I have used three different ways to calculate the matching between the resume and the job description. Can anyone tell me that what method is the best and why?

  1. I used NLTK for keyword extraction and then RAKE for keywords/keyphrase scoring, then I applied cosine similarity.

  2. Scikit for keywords extraction, tf-idf and cosine similarity calculation.

  3. Gensim library with LSA/LSI model to extract keywords and calculate cosine similarity between documents and query.

3
I think you are going to need to test with you data. Since they are different documents I think you would be better off using resumes that are a match to the job. - paparazzo
@Paparazzi They are giving different results therefore i am little confused, which to use? Did you already performed the related work? - Khalid Usman
If you have all three then let it be up to the user which to use. - paparazzo
actually i am iOS expert, this is my first project in Information retrieval and machine learning, so i am just doing R&D without any guidance. Can you guide me if you already did the related work. - Khalid Usman
That is my guidance. Give users the options. Since a job description is not the same as a resume this is not going to be perfect. - paparazzo

3 Answers

4
votes

Nobody here can give you the answer. The only way to decide which method works better is to have one or more humans independently match lots and lots of resumes and job descriptions, and compare what they do to what your algorithms do. Ideally you'd have a dataset of already matched resumes and job descriptions (companies must do this kind of thing when people apply), because it takes a lot of work to create a sufficiently large dataset.

Next time you take on this kind of project, start by considering how you are going to evaluate the performance of the solution you'll put together.

1
votes

As already mentioned in answers, try ti use Doc2Vec. Seems using Doc2Vec from Gensim on both corpora (CVs and job descriptions) separately and then using cosine similarity between the two vectors is the easiest flow to work. It works better than others on documents which are not similar in form and words content but similar in context and sematics, so merely keywords would not help much here.

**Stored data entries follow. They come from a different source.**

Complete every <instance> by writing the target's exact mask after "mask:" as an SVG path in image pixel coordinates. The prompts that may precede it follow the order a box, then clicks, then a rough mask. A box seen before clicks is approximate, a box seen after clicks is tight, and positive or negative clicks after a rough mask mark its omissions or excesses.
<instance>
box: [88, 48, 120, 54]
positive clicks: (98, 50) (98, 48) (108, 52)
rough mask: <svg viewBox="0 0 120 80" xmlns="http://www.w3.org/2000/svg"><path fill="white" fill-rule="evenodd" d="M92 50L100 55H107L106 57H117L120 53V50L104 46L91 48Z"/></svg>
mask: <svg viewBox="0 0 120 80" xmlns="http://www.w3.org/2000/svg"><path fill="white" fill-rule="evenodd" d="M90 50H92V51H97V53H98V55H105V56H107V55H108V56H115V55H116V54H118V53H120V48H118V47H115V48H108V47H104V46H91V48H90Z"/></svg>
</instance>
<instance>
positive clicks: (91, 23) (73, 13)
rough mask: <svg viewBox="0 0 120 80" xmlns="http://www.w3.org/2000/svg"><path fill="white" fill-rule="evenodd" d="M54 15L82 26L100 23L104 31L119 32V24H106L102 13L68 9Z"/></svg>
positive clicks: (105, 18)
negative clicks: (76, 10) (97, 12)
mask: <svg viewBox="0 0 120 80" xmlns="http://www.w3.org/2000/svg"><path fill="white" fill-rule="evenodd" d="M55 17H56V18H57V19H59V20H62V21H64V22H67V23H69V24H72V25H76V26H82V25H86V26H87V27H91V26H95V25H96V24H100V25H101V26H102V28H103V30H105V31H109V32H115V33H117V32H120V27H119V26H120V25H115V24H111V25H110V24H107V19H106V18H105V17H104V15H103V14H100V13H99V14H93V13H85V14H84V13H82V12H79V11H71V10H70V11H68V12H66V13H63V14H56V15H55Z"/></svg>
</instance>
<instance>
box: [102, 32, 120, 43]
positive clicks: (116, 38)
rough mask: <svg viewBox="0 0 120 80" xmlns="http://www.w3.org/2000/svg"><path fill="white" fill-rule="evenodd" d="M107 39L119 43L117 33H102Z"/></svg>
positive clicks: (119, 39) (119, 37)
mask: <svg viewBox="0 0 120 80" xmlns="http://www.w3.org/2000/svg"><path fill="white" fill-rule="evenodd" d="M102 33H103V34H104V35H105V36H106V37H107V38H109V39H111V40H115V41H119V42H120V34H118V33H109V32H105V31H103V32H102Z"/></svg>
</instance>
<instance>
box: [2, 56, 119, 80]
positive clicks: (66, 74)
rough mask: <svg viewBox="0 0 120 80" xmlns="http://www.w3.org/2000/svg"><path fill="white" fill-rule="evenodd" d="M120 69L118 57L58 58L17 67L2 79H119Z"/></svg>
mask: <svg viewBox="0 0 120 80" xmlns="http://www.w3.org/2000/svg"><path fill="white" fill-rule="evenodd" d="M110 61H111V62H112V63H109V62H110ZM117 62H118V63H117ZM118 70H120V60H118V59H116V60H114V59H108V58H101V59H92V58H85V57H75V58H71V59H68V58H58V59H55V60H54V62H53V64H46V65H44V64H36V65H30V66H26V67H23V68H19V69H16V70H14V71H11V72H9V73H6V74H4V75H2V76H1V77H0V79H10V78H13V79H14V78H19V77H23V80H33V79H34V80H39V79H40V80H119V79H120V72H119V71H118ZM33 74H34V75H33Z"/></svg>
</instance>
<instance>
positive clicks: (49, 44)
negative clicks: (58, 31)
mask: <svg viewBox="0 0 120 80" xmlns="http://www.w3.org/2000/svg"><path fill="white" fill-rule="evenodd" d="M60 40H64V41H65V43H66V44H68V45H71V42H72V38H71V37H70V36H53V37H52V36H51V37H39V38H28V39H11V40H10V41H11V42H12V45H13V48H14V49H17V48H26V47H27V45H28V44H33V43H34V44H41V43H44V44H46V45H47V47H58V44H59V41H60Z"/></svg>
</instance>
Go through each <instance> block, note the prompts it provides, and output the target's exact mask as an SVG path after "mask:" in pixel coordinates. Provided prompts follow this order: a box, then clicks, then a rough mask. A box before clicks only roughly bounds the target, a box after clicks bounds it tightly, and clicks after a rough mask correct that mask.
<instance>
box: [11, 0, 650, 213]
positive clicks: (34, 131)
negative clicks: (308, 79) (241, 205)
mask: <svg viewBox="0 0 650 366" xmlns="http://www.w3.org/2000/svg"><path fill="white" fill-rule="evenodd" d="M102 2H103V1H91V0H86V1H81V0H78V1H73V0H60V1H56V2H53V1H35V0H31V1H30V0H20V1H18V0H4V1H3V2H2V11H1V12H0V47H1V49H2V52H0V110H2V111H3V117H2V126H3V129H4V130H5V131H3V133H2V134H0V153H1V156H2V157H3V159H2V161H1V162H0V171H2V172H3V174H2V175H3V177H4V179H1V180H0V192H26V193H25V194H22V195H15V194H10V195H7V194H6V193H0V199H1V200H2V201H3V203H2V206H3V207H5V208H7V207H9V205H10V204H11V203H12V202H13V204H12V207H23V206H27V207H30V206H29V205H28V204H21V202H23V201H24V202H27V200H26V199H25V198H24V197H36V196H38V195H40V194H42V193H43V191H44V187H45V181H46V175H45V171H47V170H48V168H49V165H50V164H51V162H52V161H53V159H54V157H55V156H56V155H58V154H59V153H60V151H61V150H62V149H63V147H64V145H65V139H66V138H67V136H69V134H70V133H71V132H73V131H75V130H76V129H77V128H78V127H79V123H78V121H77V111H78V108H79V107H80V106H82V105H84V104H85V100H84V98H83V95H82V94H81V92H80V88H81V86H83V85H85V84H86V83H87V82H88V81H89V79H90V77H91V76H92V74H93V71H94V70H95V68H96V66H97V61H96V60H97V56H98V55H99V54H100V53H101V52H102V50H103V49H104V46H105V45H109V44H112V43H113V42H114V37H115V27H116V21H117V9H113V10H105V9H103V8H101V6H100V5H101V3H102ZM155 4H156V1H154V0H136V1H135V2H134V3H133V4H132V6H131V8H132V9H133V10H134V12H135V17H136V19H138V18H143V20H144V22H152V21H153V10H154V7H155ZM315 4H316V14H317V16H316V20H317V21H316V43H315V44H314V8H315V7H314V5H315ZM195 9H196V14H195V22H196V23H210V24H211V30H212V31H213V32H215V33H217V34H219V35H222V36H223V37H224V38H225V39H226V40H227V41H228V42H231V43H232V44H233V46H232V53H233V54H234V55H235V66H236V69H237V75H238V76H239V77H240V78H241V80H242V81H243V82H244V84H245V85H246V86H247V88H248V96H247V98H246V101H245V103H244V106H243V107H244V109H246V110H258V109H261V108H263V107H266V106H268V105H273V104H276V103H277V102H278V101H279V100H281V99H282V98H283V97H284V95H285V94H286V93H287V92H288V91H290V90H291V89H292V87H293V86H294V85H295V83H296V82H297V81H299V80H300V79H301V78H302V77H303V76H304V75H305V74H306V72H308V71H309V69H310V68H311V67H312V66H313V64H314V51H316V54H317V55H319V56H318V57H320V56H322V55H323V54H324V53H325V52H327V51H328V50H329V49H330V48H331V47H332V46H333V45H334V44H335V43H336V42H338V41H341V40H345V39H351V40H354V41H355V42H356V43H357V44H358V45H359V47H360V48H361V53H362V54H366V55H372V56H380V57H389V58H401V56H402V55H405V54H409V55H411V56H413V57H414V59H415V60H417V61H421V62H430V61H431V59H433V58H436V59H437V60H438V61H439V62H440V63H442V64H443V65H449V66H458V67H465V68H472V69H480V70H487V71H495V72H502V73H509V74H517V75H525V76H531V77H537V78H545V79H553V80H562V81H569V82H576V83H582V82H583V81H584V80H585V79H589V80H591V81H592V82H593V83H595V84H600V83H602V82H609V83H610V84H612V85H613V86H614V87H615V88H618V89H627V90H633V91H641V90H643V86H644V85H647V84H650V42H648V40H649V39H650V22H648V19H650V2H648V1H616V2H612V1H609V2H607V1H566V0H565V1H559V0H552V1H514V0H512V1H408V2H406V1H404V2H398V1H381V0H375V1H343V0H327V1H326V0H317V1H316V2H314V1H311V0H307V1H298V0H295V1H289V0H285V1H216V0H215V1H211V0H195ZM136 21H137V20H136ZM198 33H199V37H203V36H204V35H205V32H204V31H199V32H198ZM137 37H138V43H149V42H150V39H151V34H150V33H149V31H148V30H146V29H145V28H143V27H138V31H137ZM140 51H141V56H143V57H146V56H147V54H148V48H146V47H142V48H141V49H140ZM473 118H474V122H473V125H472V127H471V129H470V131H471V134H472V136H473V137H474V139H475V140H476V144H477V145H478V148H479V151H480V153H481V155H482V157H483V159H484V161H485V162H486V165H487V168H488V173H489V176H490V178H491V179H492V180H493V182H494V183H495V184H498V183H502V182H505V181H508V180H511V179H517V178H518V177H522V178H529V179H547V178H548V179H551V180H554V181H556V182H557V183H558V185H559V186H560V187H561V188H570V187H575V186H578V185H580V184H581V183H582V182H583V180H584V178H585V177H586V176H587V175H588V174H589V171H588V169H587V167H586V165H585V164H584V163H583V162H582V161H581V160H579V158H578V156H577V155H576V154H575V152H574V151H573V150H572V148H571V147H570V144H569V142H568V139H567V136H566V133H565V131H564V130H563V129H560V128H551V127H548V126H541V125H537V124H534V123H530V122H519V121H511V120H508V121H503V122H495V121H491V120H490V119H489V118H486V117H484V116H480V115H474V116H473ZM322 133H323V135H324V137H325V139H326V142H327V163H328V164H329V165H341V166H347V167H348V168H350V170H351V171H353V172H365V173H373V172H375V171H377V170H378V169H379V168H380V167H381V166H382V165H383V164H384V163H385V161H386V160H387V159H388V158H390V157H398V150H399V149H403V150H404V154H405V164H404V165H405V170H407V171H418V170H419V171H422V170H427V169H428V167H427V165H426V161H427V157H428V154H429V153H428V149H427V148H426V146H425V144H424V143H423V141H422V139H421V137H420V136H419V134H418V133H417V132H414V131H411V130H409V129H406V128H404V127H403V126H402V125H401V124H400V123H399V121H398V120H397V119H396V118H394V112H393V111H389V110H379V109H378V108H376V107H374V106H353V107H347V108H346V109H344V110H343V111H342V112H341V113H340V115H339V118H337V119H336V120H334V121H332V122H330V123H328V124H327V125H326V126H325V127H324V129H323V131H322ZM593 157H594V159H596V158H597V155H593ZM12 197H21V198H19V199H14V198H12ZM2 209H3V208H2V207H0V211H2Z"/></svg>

Then you can try to train CNN on the corpus of pairs of matched CV&JD with labels like yes/no if available and use it to qulaify CVs/resumees against job descriptions.

Basically I'm going to try these aproaches in my pretty much the same task, pls see https://datascience.stackexchange.com/questions/22421/is-there-an-algorithm-or-nn-to-match-two-documents-basically-not-closely-simila

0
votes

Since its highly likely that job description and resume content can be different, you should think from semantics point of view. One thing possible you can do is use some domain knowledge. But its pretty difficult to gain domain knowledge for a variety of job types. Researchers sometimes use dictionary to augment the similarity matching between documents.

Researchers are using deep neural networks to capture both syntactic and semantic structure of documents. You can use doc2Vec to compare two documents. Gensim can produce doc2Vec representation for you. I believe that will give better results compared to keyword extraction and similarity computation. You can build your own neural network model to train on job descriptions and resumes. I guess neural networks will be effective for your work.